İlk Ekolojik Başkent



Çevreci yatırımları ve ülke ekonomisine olan katkıları ile bilinen Stockholm, AB Komisyonu tarafından 2010 yılının ekolojik başkenti seçildi. Kültür başkenti ünvanından farklı olarak, ekolojik başkentlik ünvanı, hak ederek kazanılan bir başarı. Bu kategoride düşünülen ülkelerin atmosfere zararlı sera gazı salımlarını uyguladıkları yöntemler sayesinde ne miktarda azaltılmış oldukları en önemli ölçü olarak belirtilmiştir.

Ekolojik başkent seçimine katılan 30 civarı ülke arasında birinciliğe oynayan Stockholm, bu alanda gayet başarılı olduğundan dolayı dünyaya örnek gösteriliyor. Stockholm, 1990 yılından bu yana fosil enerji kaynaklarını bırakıp emin adımlarla yenilenebilir enerji kaynaklarına geçerek şehirdeki sera gazı salımını ülke ortalamasının yarısına düşürdü. Atmosfere saldıkları sera gazı miktarları kişi başına yılda ortalama 20 ton olan ABD ve Avustralya’ya kıyaslandığı zaman bu miktar Stockholm’de sadece 4 ton!

Elbette ki bu başarı kolay elde edilmedi. Çevre kirliliğinin insan hayatını ciddi şekilde tehdit ettiği gerçeğinin belirginleşmeye başladığı 1990’lı yıllarda insanlık, "sürdürülebilir yaşam" kavramı ile tanıştı. İngilizce “sustainable” sözcüğünden gelen “sürdürülebilirlik” anlayışı, bir kaynağı tüketmeden veya kalıcı zarar vermeden kullanmaktır. Sürdürülebilirlik, bugünü geleceğe bağlıyor ve sorumlu kılıyor. Bu kavram ile öne atılan tüm fikirlerin bize verdiği esas mesaj bugün bizim hayatımızın devamı için gereken kaynakları kullanış şeklimizin, bu kaynaklara gelecekte yaşamak için ihtiyaç duyacak nesillerin hayatta kalma şartlarını birebir etkilediği ve bu durumun gün geçtikçe daha da kritik bir seviyeye geldiğidir.

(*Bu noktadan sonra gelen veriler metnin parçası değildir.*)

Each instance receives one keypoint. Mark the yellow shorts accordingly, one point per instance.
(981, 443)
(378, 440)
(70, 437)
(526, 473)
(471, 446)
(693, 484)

Hümanist politik gelenekleri ile bilinen ülkeler, sürdürülebilir yaşam için ne yapılması gerektiği üzerine fikir geliştirmeye ve bu doğrultuda önlemler almaya başladılar. İsveç bu ülkelerin başında gelenlerinden biri olarak, fosil enerji kaynaklarından vazgeçilip yenilenebilir enerji kaynaklarına geçilmesine karar verildi. Bu planın devamı olarak 2050 yılında da fosil enerji kaynakları tamamen bırakılacaktır. Ülke stratejisiyle paralel olarak yeni yerleşim projeleri de sürdürülebilir yaşam anlayışına göre biçimlenmiştir.

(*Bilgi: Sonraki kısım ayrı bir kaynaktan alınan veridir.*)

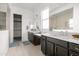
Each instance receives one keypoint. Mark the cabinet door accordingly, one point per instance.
(71, 53)
(49, 49)
(60, 51)
(43, 46)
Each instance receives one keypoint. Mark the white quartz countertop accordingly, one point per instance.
(68, 38)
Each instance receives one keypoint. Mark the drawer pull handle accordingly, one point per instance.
(76, 48)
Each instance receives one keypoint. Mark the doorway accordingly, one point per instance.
(17, 27)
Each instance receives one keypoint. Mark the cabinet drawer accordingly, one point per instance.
(74, 47)
(58, 41)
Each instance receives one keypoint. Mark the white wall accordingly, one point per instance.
(3, 7)
(27, 17)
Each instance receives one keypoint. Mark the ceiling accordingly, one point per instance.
(34, 6)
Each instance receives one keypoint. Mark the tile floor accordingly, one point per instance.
(25, 50)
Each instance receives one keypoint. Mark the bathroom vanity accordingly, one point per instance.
(34, 38)
(4, 42)
(59, 45)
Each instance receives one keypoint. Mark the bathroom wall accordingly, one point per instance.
(27, 18)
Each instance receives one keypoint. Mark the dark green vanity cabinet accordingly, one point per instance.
(60, 51)
(56, 47)
(34, 39)
(49, 48)
(43, 44)
(73, 49)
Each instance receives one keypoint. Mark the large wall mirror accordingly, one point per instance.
(62, 20)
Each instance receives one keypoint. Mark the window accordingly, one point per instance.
(45, 19)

Stockholm’ün Hammarby Sjöstad semti bu anlayış temelinde inşa edildi. Eskiden bakımsız bir sanayi bölgesi olan bu semt, şimdi bütün dünyadan meraklıların ziyaret ettiği ekolojik bir alan. Bu mahallede ısınma ve aydınlanma için tamamen yenilenebilir enerji kaynakları kullanılmakla kalmayıp, atıklardan enerji elde edilecek şekilde gerekli altyapı kurulmuştur. Aynı zamanda, Hammarby Sjöstad’da yer altına tüm atıkların yeniden dönüşümünü sağlamak için kurulan altyapı sistemi sayesinde organik çöplerin, kağıt cinsi maddelerin ve dönüşüme elverişsiz çöplerin toplandığı bölümler oluşturulmuştur.

Bu bölgede kullanılan çöplerin toplandıkları kutuların farklı renkteki kapakları çöplerin baştan itibaren kolaylıkla kategorilere ayrılmasına yardımcı oluyor. Burada toplanan çöpler günde iki kez hava basıncı sistemiyle yeraltındaki boru sistemine boşaltılıyor. Bunların arasındaki organik atıklar gübre üretim merkezine gönderilirken, diğer çöpler de yakılarak imha ediliyor. Bu yakma aşamasında elde edilen enerji, merkezi ısıtma sisteminde kullanılıyor. Atık sıvılardan ise arıtma tesislerinde daha sonradan ocaklarda ve otobüslerde kullanılan biyogaz elde ediliyor.

Bu yatırımlar sayesinde sera gazı emisyonlarını büyük ölçüde azaltan Stockholm’u, 2011 yılı için ekolojik başkent ünvanını kazanan Hamburg takip ediyor. Çevreci yatırımlar alanında başarılı olan bu şehirler, tüm dünyaya örnek olacak kapasitedeki girişimleri sayesinde doğaya olan zararlarını azaltmak ve sürdürülebilir yaşama katkıda bulunmakla kalmıyor, aynı zamanda da ülke ekonomisine faydalı bir ortam sağlıyorlar.

Çise Ünlüer (21 Mart 2010)
ciseunluer@hotmail.com

1 comment:

  1. Umarım onlar böylelikle başı çekmiş olurlar da diğer ülkeler koşarak takip ederler...
    Dengemizi ve rotamızı nasıl şaşmışsak özümüze dönebilmek için strateji ve proje geliştirir duruma geldik.